I watched an incredible tennis match recently. On Centre Court at Wimbledon, the number two player in the world, Rafael Nadal, was in a heated battle with Lukas Rosol, a player ranked 100 and not very well known. Nadal, though being tested, was expected to not only win, but to do so in his usual commanding style. In the end, Rosol stunned everyone when he turned the tables and won. In the post-match interview, Nadal said, “I just played an inspired opponent.” Rosol, who also thought that he wouldn’t win, said that he just didn’t want to lose poorly. As a result, he was extremely motivated, focused, and played in a way that far exceeded even his expectations.
But, what happens when your focus and motivation seem to desert you? Even the most well-intentioned and commited person has days when he or she doesn’t feel motivated to do much of anything. Tasks (whether the plan is to take care of some long delayed “fix-its” around the house or complete an important project) can seem daunting, boring, or you just might feel like doing something else. Rather than focus on the things you shouldn’t do (like procrastinate), a better strategy would be to set your sights on things you can do until your motivation returns.
When you feel like putting your important goals on the back burner, consider:
- Making a list and short-term plan. The first step is to create a list because that will get everything out of your head. Writing down the things you need to do (or entering them in your smart phone or a text file on your computer) will help you to categorize and prioritize your tasks, and, ultimately, create a short-term plan for that day. This temporary plan can help you to get moving, keep you focused, and allow you to include other activities you want to do.
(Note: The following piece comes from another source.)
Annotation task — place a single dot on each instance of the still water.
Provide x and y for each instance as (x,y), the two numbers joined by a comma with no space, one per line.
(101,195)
- Think of the end result. Thinking about the long list of things that you have to do probably won’t give you the needed push to get stuff done, but thinking about how amazing or proud you’ll feel when you accomplish even the smallest of goals, just might be all you need to jump start your productivity. To remind yourself of that amazing feeling, think back to a time when you did your best work. While you’re at it, look back at the steps you took to reach your goals to see if you can do something similar to turn your current situation around.
- Go ahead and do something else … for a short while and then come back to your project or task. When you’re feeling stuck in lack-of-motivation land, you may need a change of scenery, a bite to eat, or perhaps a jog around the neighborhood to get your juices flowing. In fact, exercising can improve your mood and help you focus and work efficiently. The New York Times recently reported that:
In humans, exercise improves what scientists call “executive function,” the set of abilities that allows you to select behavior that’s appropriate to the situation, inhibit inappropriate behavior and focus on the job at hand in spite of distractions. Executive function includes basic functions like processing speed, response speed and working memory, the type used to remember a house number while walking from the car to a party.
- Start with the easiest thing first. As you look at your list, pick the thing that is the easiest to complete because you’ll be able to get it done quickly. You probably won’t need (much) help doing these types of tasks and you can cross them off your list immediately. When you get things done, you’re likely to be motivated to do more. Sometimes, turning your to do items into a game (how much can you accomplish in 10 minutes) or trying to beat your personal best (can you do more than what you did the day before) can also push you forward.
- Phone a friend. Still feeling like putting your work plans aside? You’ll probably benefit from calling in reinforcements, literally. Having someone else encourage you or check-in with you can be very motivating. Sometimes, all it takes is a different perspective, a friendly nudge, or even a little healthy competition to get you moving.
Or, maybe you just need a body double. Judith Kohlberg, the author of Conquering Chronic Disorganization and ADD Friendly Ways to Organize Your Life, describes a body double as a person who “… functions as an anchor. The presence of a human anchor focuses another person and makes it possible … to ignore distractions.”
Though the body double (or accountability partner) is present while you work and not actively involved with what you’re doing (and quiet), they still help you to get things done by staying on task. If you think this would be too distracting, use a timer to keep you on track. When it goes off, you will be released from that task so that you can do something else.
There will always be days when you don’t feel like working. It helps to come up with a few strategies that can put you in the frame of mind to work productively (like a quiet room, clear desk, co-working, etc.). Test out some of the suggestions from today’s post to see if they’ll work for you. Usually, once you get started, you’ll be inspired to keep going. And, you just might end up having more spectacular days like Lukas Rosol did this past June.